My near-term research interests are centered on four main areas: 1) the investigation of the crustal evolution history of Archean terranes; 2) the refinement of the redox proxy record and temporal history of the rise of atmospheric oxygen; 3) analytical technique development, and 4) environmental and geoforensic analysis. With a particular focus on chronology, I specialize in using and integrating multiple isotope systems via high-precision mass spectrometry measurements. Much of the work I have done has required the development of analytical techniques for small, complex samples and this will continue to be a theme of my research moving forward. A significant goal of mine is to integrate the themes of crustal and atmospheric evolution in my research and to establish a better understanding of the relationships between them.
I am interested in the redox evolution of the Earth’s atmosphere - ocean system in the Precambrian, and the impact of these environmental changes on early life. I combine field geology, sedimentology, and geochemistry to investigate this vast and poorly understood interval in Earth history. In particular, I am using Chromium isotopes as a tracer for atmospheric oxidative cycling (or lack thereof) in the Mesoproterozoic, leading up to the diversification and radiation of complex animal life.
My research aims to form and test hypothesis of global change in deep time, particularly concerning the early evolution of microbial life and its environment. Specifically, I integrate field, petrographic and geochemical work to try and reconstruct marine ecosystem dynamics, and the availability of micronutrients such as Mo, Cu, Fe, Zn, Cd and Ni which may have had a limiting/co-limiting effect on primary production and hence the distribution of specific microorganisms.

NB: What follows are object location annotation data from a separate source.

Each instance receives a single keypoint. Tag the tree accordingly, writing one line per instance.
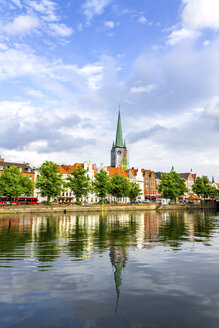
(101, 185)
(49, 182)
(172, 186)
(202, 187)
(79, 183)
(13, 183)
(134, 191)
(119, 186)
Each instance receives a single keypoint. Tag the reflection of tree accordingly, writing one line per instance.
(180, 226)
(174, 230)
(13, 234)
(204, 226)
(78, 239)
(45, 240)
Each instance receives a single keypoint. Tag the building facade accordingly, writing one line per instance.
(24, 168)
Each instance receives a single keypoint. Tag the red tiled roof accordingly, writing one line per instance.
(62, 170)
(70, 168)
(194, 197)
(194, 176)
(184, 175)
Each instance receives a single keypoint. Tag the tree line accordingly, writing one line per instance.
(51, 184)
(172, 186)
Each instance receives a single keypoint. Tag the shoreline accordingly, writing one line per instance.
(55, 209)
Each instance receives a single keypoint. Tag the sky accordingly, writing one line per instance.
(67, 66)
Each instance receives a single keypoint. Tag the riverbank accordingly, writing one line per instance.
(20, 209)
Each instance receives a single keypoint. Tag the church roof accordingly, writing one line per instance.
(119, 139)
(113, 170)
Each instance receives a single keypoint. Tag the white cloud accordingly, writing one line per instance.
(61, 29)
(22, 24)
(93, 74)
(206, 43)
(109, 24)
(143, 89)
(46, 8)
(212, 108)
(198, 14)
(17, 3)
(142, 20)
(179, 35)
(92, 8)
(3, 46)
(34, 93)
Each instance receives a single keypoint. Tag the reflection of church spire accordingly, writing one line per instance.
(118, 260)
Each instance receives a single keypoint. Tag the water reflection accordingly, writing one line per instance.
(115, 263)
(81, 235)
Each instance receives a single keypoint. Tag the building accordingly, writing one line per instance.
(151, 183)
(119, 151)
(189, 181)
(136, 175)
(24, 168)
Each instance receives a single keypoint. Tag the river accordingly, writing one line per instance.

I study the co-evolution of tectonics and ocean chemistry, in particular I am interested in how these may have influenced the oxygenation of earth and early evolution of life on early Earth. I conduct my research by combining field research, petrography and geochemistry on sedimentary rocks. These rocks are located throughout the world and contain both physical and chemical signatures which reflect the environment and the conditions they formed in millions to billions of years ago.

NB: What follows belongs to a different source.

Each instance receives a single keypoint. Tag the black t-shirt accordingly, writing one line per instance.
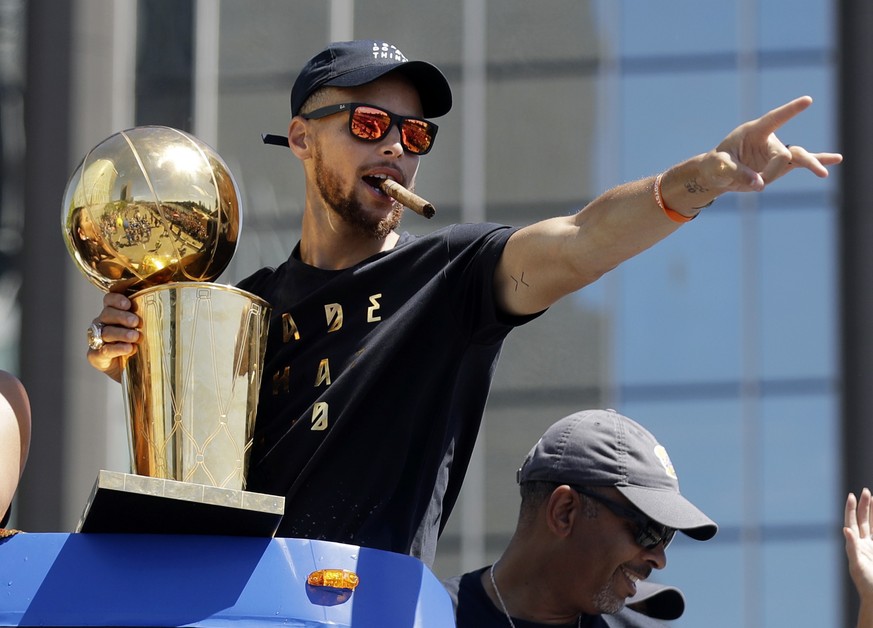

Over the course of the Proterozoic (2.5 - 0.54 Billions years ago) we see the evolution of life from simple, single celled algae and cyanobacteria to a plethora of complex multicellular organisms by the Cambrian explosion (542 Millions years ago). Likewise, the early Proterozoic was nearly devoid of oxygen, but progressively by leaps and bounds, oxygen levels reached near modern levels by the Cambrian. Unfortunately, we only broadly understand these changes and how they happened. Central to this problem is our poor grasp on many of the most basic geochemical cycles. Erosion of continental rocks is a fundamental processes in modern geochemical cycles where continental material is broken down and transported to the oceans by wind and water. Among other important cycles, it controls phosphate output to the oceans, the major limiting nutrient for life over earth history, and calcium output, a major component of carbonate rocks which help govern carbon dioxide levels in the atmosphere. The primary goal of my research is to determine how erosion of the continents has changed over time and how it has been influenced by continental breakup and major orogenic events. With this goal in mind, I am using both well established and novel global weathering proxies to understand erosion over time while establishing new geochemical methods to limit the effect of alteration on determining primary signals.